I'm not going to write out the specific instructions, but what the TM should do is use {b,1,0} for a language where a blank. Check the first number, if 1 write 0, move right until hits blank, now move left, if 0 halt. If 1 blank it, and move left until blank, move right and blank. This is already 2n+2 moves. Now move right and repeat the algorithm. Now the length of the word is n-2, it will take 2n steps to repeat the algorithm, and so on, so:

2(n+1+n+...+2+1)=n^2+n.

For the case the TM see's a 0 first do the same process but opposite writing keep the states separate so that the machine will always know what it wrote down.

I forgot to say the machine will halt because it's not defined for moving left and seeing a blank.

that's just an O(N^2) program. you have to prove that ANY program performing the task must have at least O(N^2) complexity.

God dammit, you're right.

* it uses O(N^2) single-cell moves. the number of times it goes back and forth is O(N)

OP should give an exact definition for his turing machine.

i don't remember enough to do this off the top of my head.
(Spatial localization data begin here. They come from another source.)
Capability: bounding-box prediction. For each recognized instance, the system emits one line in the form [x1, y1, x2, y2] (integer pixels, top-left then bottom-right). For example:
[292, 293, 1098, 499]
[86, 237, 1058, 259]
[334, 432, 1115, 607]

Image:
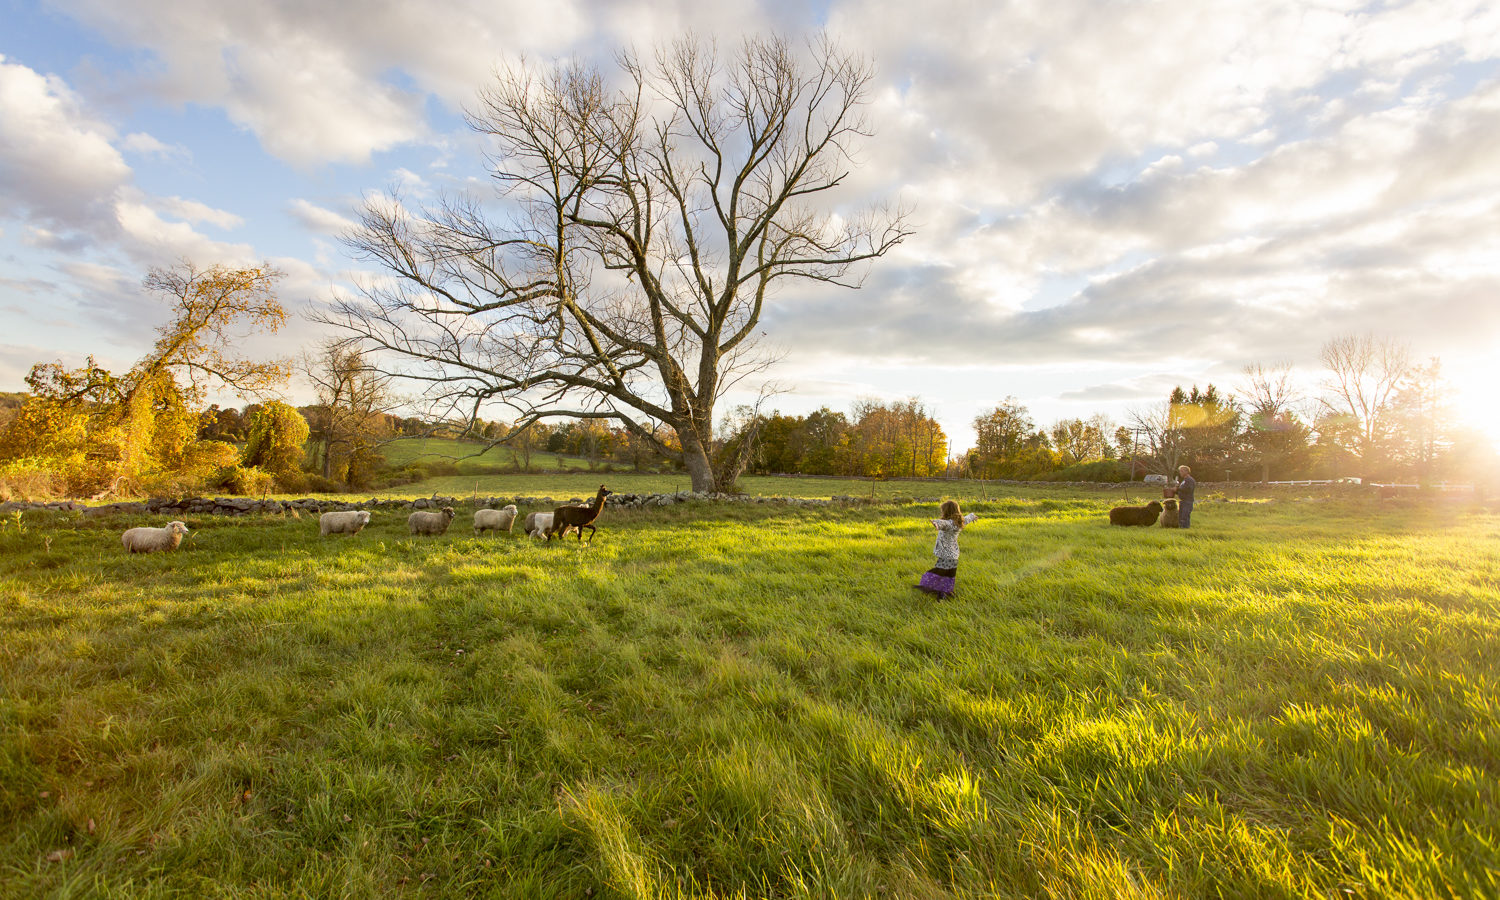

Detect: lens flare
[1449, 357, 1500, 451]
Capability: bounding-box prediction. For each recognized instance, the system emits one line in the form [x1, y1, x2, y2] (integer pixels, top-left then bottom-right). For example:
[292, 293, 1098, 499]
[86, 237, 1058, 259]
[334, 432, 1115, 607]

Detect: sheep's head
[440, 507, 455, 520]
[168, 521, 189, 536]
[1163, 499, 1177, 511]
[357, 511, 372, 525]
[502, 504, 518, 514]
[1146, 501, 1163, 513]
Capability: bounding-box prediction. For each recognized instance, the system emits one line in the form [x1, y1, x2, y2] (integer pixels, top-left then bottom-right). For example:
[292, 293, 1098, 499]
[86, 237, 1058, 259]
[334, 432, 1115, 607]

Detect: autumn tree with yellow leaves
[0, 262, 291, 498]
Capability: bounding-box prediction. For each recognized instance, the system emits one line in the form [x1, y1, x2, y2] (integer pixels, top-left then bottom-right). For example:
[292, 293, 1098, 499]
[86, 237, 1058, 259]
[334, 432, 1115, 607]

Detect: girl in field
[916, 500, 978, 598]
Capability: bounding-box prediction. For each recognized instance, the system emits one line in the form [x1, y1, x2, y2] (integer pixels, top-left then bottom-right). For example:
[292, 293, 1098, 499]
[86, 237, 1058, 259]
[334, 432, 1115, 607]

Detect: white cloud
[215, 34, 426, 165]
[390, 167, 427, 193]
[0, 57, 253, 253]
[49, 0, 583, 164]
[151, 194, 244, 230]
[0, 55, 339, 374]
[0, 54, 131, 232]
[45, 0, 820, 166]
[120, 131, 190, 161]
[114, 199, 256, 265]
[289, 199, 358, 236]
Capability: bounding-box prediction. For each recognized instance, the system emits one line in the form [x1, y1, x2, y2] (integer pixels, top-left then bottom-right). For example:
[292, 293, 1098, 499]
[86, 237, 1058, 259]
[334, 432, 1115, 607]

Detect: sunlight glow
[1449, 355, 1500, 450]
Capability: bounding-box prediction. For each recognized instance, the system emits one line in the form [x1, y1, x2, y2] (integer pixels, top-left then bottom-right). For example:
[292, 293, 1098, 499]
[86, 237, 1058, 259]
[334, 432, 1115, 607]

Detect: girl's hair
[940, 499, 964, 529]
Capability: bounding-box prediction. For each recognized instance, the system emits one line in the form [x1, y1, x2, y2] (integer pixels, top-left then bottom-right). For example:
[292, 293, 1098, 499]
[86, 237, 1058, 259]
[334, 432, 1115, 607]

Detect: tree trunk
[682, 438, 714, 492]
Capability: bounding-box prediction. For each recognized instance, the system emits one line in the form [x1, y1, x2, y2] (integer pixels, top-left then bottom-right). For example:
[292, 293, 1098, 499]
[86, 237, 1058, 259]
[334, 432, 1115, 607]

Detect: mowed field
[381, 438, 594, 474]
[3, 493, 1498, 898]
[400, 472, 1024, 503]
[375, 436, 1003, 501]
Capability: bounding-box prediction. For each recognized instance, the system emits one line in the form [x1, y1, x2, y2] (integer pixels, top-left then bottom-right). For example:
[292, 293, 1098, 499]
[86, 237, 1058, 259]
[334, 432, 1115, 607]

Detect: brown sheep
[1108, 501, 1163, 526]
[1159, 498, 1180, 528]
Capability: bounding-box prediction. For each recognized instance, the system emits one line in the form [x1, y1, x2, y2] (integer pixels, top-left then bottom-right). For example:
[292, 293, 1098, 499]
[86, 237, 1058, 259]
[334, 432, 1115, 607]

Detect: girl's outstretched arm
[963, 513, 979, 525]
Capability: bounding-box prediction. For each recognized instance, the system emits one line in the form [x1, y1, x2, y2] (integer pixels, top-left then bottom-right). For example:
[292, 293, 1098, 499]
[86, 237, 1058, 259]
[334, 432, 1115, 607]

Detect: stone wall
[1, 491, 864, 518]
[0, 481, 1369, 518]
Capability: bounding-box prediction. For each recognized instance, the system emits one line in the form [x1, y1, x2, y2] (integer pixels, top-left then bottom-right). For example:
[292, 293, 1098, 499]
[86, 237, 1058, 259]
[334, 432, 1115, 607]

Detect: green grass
[380, 437, 599, 474]
[380, 471, 1131, 502]
[374, 436, 1071, 501]
[3, 494, 1498, 897]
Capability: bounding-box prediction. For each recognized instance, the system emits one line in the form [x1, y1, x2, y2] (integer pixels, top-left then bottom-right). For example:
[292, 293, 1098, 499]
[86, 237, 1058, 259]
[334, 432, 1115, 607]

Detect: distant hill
[380, 436, 606, 475]
[0, 392, 26, 429]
If you could do it in less than quadratic time, you could decide equality by communicating less than linearly many bits.

Consider simulating the TM on the string [math]x 0^|x| y^R[/math]

Person A has the string x and person B has the string y and they want to determine if x=y by sending as few bits as possible.

There is a position in the middle where the tape passes fewer than linearly many times.

Person A simulates the left part, Person B simulates the right part, and they send the state back and forth when it reaches the middle position.

So we decide equality with less than linear communication which is impossible

your latex is kind of fucked. could you fix it? i want to see the answer.

>There is a position in the middle where the tape passes fewer than linearly many times.

it looks like you're just asserting this rather than proving it.

similar to what I was thinking for my proof. if you can decide palindromes in less than quadratic time you can decide equality in less than quadratic time by reversing one of the strings. but reversal is a quadratic task on a single-tape turing machine too (afaik), so you're offloading O(n^2) operations to the construction of the initial state, and i don't think that's a proper reduction, so i didn't bother posting it.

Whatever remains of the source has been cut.